Students already engage in internships, of course.  But what if there were an expectation that a student engage in two internships each semester of college?  What if a student were expected to lead four or five service learning experiences during their stay at a college?  In this scenario, the student would receive a college degree for having successfully engaged in twelve to fifteen side hustles.   

These projects would encompass a wide variety of different experiences, not just the same skills repeated across similar internships.  That is, a computer science major would not engage in six internships writing code. That student would also be expected to engage in a project involving wetlands conservation, say, and a project creating a public art installation, and a project serving as an officer in a student organization.  Successfully concluding each side project would earn students a set of skills to burnish on their resumes. 

Years ago, I was serving as an external consultant at a selective liberal arts college, where I observed a program that illustrates the vision above.  The college had a technology service intended for the residents in the surrounding community, a small midwestern town that would not otherwise have access to such technical know-how.  Students served as the staff of this technology service, and would, for example, develop webpages and serve as web administrators for local businesses. To be clear, the students in this program were not majoring in computer science or in information technology.  Indeed, many were majors in philosophy and English and psychology.  By participating in this “side hustle,” the students were learning job-ready skills, even as their degrees recorded them as majoring in seemingly non-vocational subjects.   
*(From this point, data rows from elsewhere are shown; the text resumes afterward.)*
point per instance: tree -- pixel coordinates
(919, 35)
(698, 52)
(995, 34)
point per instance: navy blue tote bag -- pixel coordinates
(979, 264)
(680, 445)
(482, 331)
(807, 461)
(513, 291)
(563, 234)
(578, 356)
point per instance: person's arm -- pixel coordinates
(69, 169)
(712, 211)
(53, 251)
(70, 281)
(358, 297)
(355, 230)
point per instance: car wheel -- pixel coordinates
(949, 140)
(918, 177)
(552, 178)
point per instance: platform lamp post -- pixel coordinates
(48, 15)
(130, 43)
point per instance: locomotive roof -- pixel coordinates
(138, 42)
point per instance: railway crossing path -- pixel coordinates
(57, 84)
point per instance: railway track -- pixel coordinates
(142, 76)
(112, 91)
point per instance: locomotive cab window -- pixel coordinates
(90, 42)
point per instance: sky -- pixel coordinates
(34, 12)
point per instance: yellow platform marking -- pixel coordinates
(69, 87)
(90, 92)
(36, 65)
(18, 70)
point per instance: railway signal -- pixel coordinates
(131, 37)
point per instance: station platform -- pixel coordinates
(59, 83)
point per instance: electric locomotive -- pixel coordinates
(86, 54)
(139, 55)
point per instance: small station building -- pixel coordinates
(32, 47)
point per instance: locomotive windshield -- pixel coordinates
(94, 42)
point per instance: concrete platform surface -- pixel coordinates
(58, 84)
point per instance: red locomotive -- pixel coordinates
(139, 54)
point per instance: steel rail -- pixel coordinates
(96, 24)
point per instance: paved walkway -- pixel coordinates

Creating “Side Hustle College” would mean that the college would offer fewer classes, but would expand the number of extracurricular projects: months-long engagements that would involve students. Students might have a major concentration, but their side hustles would equal the time spent in the formal classroom.  In such a setting, faculty would “teach” a number of these projects over the course of an academic year, some of these projects on-going, others of short duration.  These projects would very likely align to faculty research interests, of course.  As a history professor, perhaps I might teach fewer formal history classes, but would direct more students in history projects, many of the students I work with majoring in business or engineering, not actually history majors nor particularly intent on signing up for history classes.

Side Hustle College elevates the pedagogical importance and centrality of the extracurriculum.